During every mkdir this error msg can be seen (mounting/umounting has no impact). However, if you are seeing this error during lookup on an existing directory, its a cause for concern.

Comment 4 Shyamsundar 2018-03-13 01:42:29 UTC
(In reply to Raghavendra G from comment #3)
> > Note, on multiple mounts and unmounts, this did not go away.
> 
> During every mkdir this error msg can be seen (mounting/umounting has no
> impact). However, if you are seeing this error during lookup on an existing
> directory, its a cause for concern.

Ah! apologies, I meant this for the first message which I repeat here,

> Post upgrade, client mount is seeing this error
> I [MSGID: 109005] [dht-selfheal.c:2328:dht_selfheal_directory] 0-patchy-dht:
> Directory selfheal failed: Unable to form layout for directory /

Also, the anomalies message even though a false positive, should be suppressed, as this is noise.

Further, I forgot to report one more error in the logs as follows for every mkdir, consider this as well a part of this bug report.

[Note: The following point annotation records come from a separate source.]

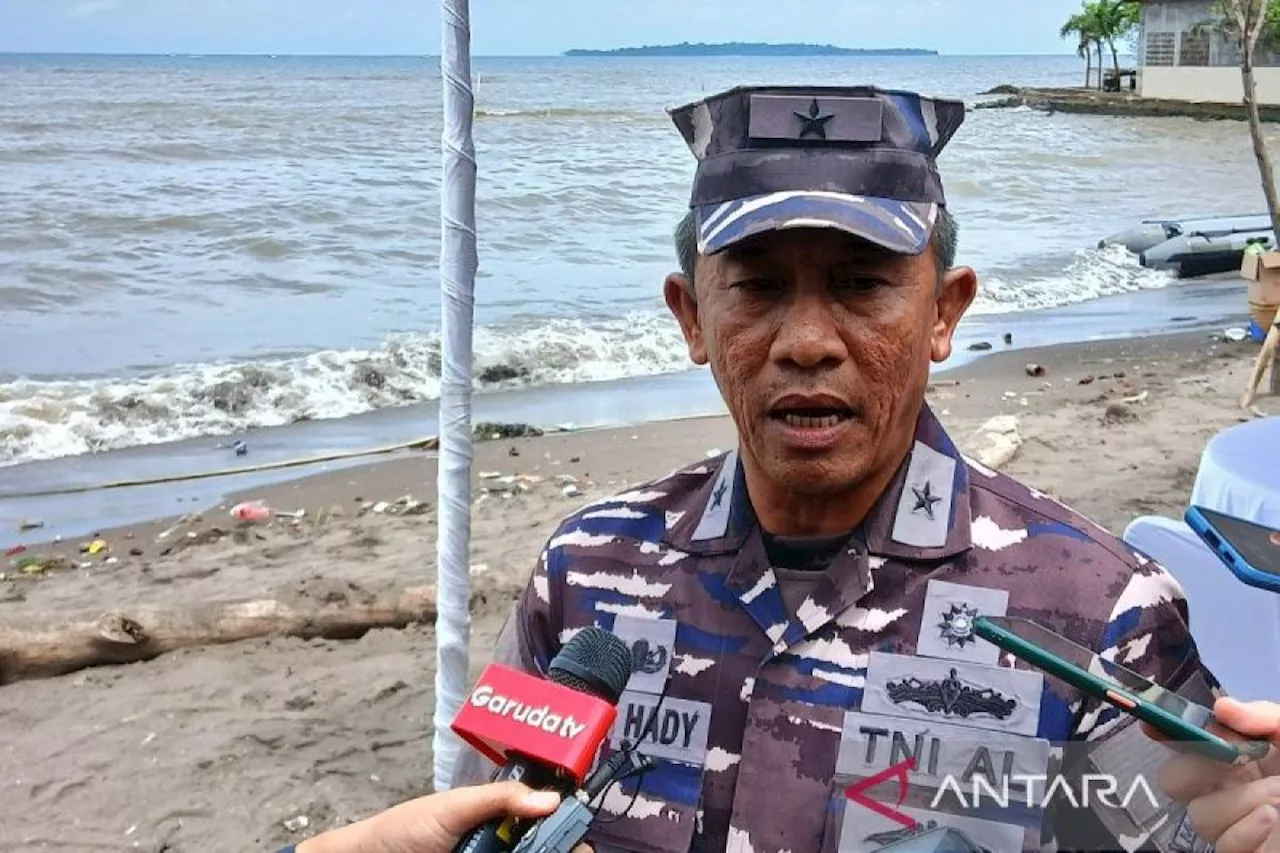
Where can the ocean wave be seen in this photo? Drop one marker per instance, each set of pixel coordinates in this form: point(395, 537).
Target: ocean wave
point(51, 419)
point(1092, 274)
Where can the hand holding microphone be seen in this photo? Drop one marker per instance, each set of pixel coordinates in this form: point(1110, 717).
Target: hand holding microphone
point(547, 734)
point(434, 824)
point(543, 734)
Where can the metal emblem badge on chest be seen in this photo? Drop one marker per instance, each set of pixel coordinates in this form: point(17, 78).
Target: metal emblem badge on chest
point(984, 697)
point(653, 643)
point(946, 621)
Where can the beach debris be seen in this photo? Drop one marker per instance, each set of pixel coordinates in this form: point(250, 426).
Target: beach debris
point(1119, 413)
point(999, 441)
point(32, 565)
point(251, 511)
point(403, 505)
point(183, 521)
point(493, 432)
point(95, 547)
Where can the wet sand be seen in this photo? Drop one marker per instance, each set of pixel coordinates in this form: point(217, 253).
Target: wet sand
point(227, 747)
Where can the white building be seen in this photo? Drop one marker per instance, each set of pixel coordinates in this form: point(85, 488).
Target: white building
point(1183, 62)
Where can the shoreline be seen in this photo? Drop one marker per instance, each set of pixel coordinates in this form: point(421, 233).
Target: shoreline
point(255, 743)
point(411, 471)
point(1091, 101)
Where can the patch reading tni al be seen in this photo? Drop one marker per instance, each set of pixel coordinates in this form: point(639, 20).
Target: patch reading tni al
point(946, 626)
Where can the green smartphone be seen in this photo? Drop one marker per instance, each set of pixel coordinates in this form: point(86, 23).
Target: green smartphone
point(1168, 712)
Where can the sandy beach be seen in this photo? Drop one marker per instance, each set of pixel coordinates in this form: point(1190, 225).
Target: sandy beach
point(252, 744)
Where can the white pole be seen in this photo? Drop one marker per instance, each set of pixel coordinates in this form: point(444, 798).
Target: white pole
point(457, 299)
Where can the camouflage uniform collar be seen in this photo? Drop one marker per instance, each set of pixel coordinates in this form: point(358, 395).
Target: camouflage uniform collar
point(922, 516)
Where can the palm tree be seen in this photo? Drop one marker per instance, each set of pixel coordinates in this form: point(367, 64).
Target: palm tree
point(1249, 24)
point(1078, 26)
point(1115, 19)
point(1101, 23)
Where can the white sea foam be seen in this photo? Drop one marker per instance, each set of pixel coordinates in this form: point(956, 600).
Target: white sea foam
point(50, 419)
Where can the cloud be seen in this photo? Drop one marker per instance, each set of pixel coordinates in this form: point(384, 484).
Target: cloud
point(91, 8)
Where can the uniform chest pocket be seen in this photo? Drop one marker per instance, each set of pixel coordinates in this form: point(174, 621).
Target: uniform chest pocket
point(657, 812)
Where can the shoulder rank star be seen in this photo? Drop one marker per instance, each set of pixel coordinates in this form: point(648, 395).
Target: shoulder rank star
point(950, 696)
point(718, 495)
point(956, 625)
point(926, 498)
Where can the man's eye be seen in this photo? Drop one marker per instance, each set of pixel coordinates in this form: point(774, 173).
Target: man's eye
point(758, 284)
point(859, 283)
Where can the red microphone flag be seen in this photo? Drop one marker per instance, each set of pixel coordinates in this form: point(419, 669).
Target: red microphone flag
point(510, 711)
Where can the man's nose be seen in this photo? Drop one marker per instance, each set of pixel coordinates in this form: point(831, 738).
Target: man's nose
point(809, 336)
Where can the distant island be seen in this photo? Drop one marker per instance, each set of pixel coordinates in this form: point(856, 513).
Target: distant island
point(750, 49)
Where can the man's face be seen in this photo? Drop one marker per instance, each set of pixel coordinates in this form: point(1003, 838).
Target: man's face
point(821, 345)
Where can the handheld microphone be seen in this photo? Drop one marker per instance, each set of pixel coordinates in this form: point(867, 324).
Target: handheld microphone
point(544, 733)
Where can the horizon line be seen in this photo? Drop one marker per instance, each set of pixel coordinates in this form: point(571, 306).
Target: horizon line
point(371, 55)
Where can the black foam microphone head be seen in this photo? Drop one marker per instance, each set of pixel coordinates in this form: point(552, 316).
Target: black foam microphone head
point(594, 661)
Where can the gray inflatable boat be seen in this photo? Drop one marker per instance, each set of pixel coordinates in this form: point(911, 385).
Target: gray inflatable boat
point(1151, 232)
point(1205, 254)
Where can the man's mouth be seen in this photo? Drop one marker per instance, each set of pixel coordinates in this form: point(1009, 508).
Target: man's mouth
point(810, 411)
point(822, 418)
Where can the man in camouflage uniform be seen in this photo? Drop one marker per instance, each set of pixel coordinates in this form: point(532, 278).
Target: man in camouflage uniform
point(800, 609)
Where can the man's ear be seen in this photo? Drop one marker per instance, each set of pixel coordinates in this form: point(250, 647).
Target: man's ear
point(959, 288)
point(679, 292)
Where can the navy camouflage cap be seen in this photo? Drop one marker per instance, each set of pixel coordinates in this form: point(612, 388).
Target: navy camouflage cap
point(859, 159)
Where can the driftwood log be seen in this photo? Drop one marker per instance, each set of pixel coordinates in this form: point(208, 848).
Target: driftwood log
point(1267, 357)
point(42, 647)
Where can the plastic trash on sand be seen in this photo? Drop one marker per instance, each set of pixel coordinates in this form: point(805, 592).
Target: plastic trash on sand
point(251, 511)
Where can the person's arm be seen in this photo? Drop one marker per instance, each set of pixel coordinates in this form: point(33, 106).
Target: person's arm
point(432, 824)
point(528, 642)
point(1147, 632)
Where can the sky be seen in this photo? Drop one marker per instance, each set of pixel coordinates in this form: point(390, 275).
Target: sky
point(524, 27)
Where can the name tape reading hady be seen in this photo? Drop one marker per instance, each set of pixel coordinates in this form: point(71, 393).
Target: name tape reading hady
point(534, 716)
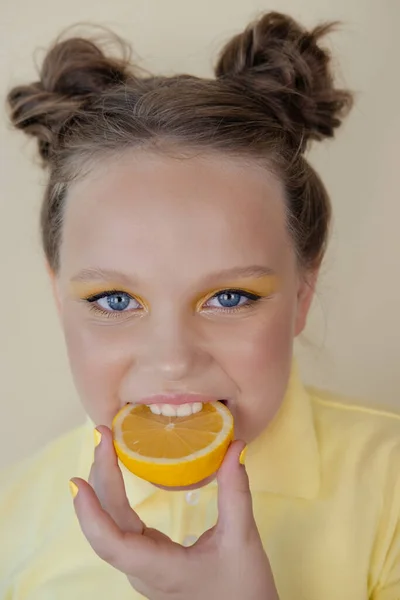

I [dict.c:491:dict_get] (-->/usr/lib64/glusterfs/4.0.0/xlator/cluster/distribute.so(+0x21740) [0x7fce5c1cc740] -->/usr/lib64/glusterfs/4.0.0/xlator/cluster/distribute.so(+0x42d55) [0x7fce5c1edd55] -->/lib64/libglusterfs.so.0(dict_get+0x10c) [0x7fce63d4187c] ) 0-dict: !this || key=trusted.glusterfs.dht.mds [Invalid argument]

Comment 5 Shyamsundar 2018-06-20 18:24:42 UTC
This bug reported is against a version of Gluster that is no longer maintained (or has been EOL'd). See https://www.gluster.org/release-schedule/ for the versions currently maintained.

As a result this bug is being closed.

If the bug persists on a maintained version of gluster or against the mainline gluster repository, request that it be reopened and the Version field be marked appropriately.